A trio of scientists at N.C. State University received $12.8 million to genetically improve the quality and attributes of blueberries and cranberries, according to a university release.
Massimo Iorizzo, Mary Ann Lila and Penelope Perkins-Veazie were awarded a four-year, $6.4 million grant from the U.S. Department of Agriculture along with secured matching funds for the Vaccinium Coordinated Agricultural Project (or VacCAP). Iorizzo will lead the project at the Plants for Human Health Institute, which is located at the North Carolina Research Campus in Kannapolis.
The team is looking to solve issues facing the two berry markets due to rapid shifts in demand for higher quality products and stricter regulations.
The primary goal is to improve traits of the fruits including taste, appearance, quality, disease resistance and increase their phytonutrients, which are natural chemicals produced in plants to protect from things such as UV rays and insect attacks. They plan to do it by using genetic resources and tools to edit the DNA makeup of the fruits. By improving the berries genetically, the team looks to improve production efficiency, handling and processing and profitability in the future.
The domestic wholesale value of the US Vaccinium industry, the botanical species of both berries, exceeds $2 billion annually. While production and consumption is growing worldwide, U.S. production growth has slowed in the past five years, according to the release.
The cranberry industry has faced headwinds due to a shift in demand from juice to higher-value products, such as sweetened dried cranberries.
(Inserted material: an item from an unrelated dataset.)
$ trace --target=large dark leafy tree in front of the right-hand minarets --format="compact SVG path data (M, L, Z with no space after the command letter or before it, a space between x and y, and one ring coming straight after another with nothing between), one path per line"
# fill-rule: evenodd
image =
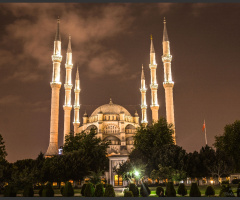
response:
M129 155L131 162L140 158L146 164L148 176L159 164L182 169L186 152L174 145L172 134L172 124L165 118L147 127L141 126L134 136L135 149Z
This requires more stringent parameters that result in 20% of production being diverted to the lower-valued juice concentrate market.
A recent Global Blueberry Statistics Intelligence Report (GBSI) found fruit quality has risen in importance among consumers. The current blueberry cultivars often produce fresh market fruit and inconsistent sensory profiles, such as firmness, crispness and sweetness, that don’t align with consumer preferences, which limits growth potential in a high value market. Another issue is the industry’s need to switch to mechanical harvesting, rather than by hand. Hand harvesting accounts for up to 50-80% of production costs, but farmers can’t produce berries firm enough to pass market quality after being handled less-than-delicate machinery.
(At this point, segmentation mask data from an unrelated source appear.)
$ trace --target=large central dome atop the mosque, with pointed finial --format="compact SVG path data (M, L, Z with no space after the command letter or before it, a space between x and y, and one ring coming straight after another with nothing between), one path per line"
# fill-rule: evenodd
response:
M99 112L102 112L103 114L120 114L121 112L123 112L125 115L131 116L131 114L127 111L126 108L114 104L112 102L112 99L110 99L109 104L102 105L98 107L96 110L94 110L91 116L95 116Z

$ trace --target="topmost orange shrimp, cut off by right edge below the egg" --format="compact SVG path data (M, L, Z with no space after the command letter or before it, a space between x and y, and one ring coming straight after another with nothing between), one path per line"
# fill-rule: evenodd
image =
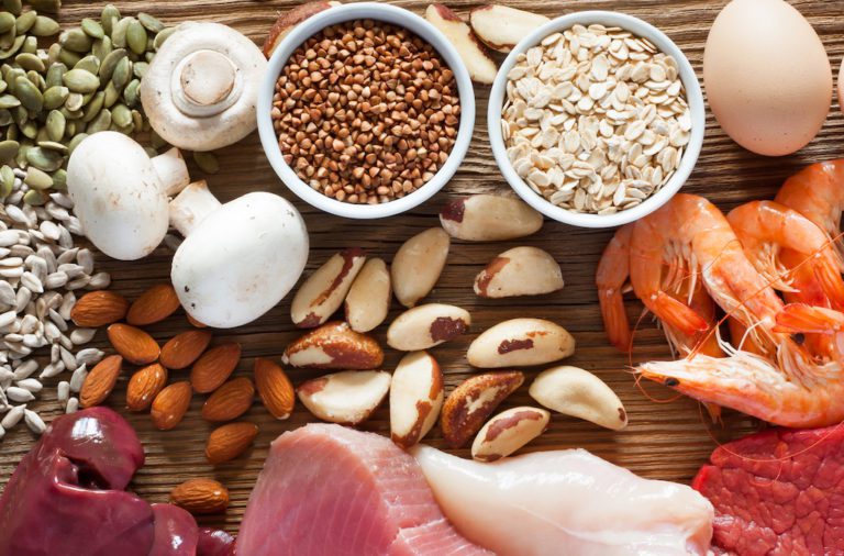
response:
M844 158L813 164L786 180L774 199L814 222L828 241L841 234L844 211ZM839 269L844 270L844 245L834 242Z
Using DNA-based information is an uncommon practice in blueberry and cranberry breeding programs. “In 2015, when I joined this community, it was clear to me and many others that there was a need to secure the funds to develop a … project that could advance genetic discoveries with potential applications in breeding programs,” Iorizzo says.
The project is part of the USDA’s National Institute of Food and Agriculture Specialty Crop Research Initiative, which funds multiyear, multi-institutional collaborative projects. In addition to the three N.C. State scientists, the project involves researchers from seven U.S. academic institutions, three U.S.D.A. research centers and three international research partners.